Yeah, that can go either way. I was raised with no cereal but oatmeal or homemade granola, and heavy whole wheat bread (made from wheat my mother bought whole and ground herself, no shit!) and I *love *the sugary cereals and Wonder bread. :rolleyes:
I agree with the people who’sve posted that the parent’s word is/should be final.
I’m not trying to defend your step-mom’s choice, I just want to share my take. To me it seems possible, or even likely, that her motive was not “I want to usurp newcrasher’s authority as a parent” but rather “I like nice peaceful meals and if Crashlette is unhappy we’ll all be unhappy”
As for the candy, even if step-mom believes that you are being overprotective, she absolutely should have respected your choice to keep that from your 4yo. But if it isn’t a pattern, blowing off the resultant steam here should be all that’s needed to address it.
For all we know she’s on a grandparents’ message board right now regretting her actions.
Parents words should be final. But one needs to pick one’s battles with Grandma and Grandpa - just as one picks them with the four year old. My kids picked up coffee from my mother at eighteen months (‘what, I only let them sip my mocha’) and now I have eight and nine year old java junkies. Well, not really junkies, and not really coffee - milk and sugar with a splash of coffee - one cup on weekend days. Anyway, not worth hurting my mother - who in most respects has been a wonderful Grandmother and will spirit our children away for the weekend on occation so we can have grownup time. The compromise I’m willing to make is that if my mother lets them get away with a few things at her house that I won’t - well, she’s Grandma, that is what they are for - and its a small price to pay for as much babysitting and help (as well as love) as we’ve gotten from the deal.
I can’t tell you if hard candy is a compromise worth making for you or not.
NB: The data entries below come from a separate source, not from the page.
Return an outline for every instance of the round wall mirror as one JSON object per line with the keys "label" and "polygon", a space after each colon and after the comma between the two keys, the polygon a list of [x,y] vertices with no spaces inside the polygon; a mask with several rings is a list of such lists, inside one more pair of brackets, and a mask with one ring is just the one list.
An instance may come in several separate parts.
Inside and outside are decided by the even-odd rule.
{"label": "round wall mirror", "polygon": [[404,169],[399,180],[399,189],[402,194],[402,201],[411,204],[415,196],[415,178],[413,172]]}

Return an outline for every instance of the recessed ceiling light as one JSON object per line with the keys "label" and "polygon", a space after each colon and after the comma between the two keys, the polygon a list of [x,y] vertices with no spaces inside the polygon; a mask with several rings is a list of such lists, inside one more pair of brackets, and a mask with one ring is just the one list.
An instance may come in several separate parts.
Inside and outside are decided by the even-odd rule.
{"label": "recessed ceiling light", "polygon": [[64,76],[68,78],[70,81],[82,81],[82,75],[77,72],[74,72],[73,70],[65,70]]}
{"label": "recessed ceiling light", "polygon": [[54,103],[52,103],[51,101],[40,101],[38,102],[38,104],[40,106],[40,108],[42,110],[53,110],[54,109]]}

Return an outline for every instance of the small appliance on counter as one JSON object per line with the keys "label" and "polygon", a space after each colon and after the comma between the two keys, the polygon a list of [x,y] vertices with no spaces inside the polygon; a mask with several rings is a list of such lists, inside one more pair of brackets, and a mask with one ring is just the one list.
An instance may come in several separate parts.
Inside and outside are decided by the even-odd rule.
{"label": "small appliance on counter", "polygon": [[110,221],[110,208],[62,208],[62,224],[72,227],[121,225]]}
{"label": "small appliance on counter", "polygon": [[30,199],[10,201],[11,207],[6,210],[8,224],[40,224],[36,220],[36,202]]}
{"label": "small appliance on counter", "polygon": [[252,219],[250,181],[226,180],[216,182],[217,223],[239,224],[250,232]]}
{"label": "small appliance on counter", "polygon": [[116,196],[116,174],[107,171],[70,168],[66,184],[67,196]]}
I can say that by four both my children could handle hard candy without issue and it never occurred to me not to let them have it - provided they were sitting (fairly) quietly and not running through the house with it like banshees on speed. And that when we have had it in the house its generally been in the “on the stick” format which is harder to swallow.
I’m completely on your side regarding appropriate behavior for kids and for their grandparents.
Your story about the results of whining reminded me of my Mom’s “Oh My Poor Ears” technique. In a situation like that, she’d say very sincerely to the whining (or crying or yelling) child “I’m sure Grandma would love to sit next to you, but can you ask in a nice voice so you don’t hurt her ears? See, her ears are turning red already because that noise is hurting them.”
(Added bonus that toddlers usually pause yelling to look suspiciously at Grandma’s ears. Older kids won’t believe that detail but they may point out in a normal voice that Grandma’s ears don’t look any different.)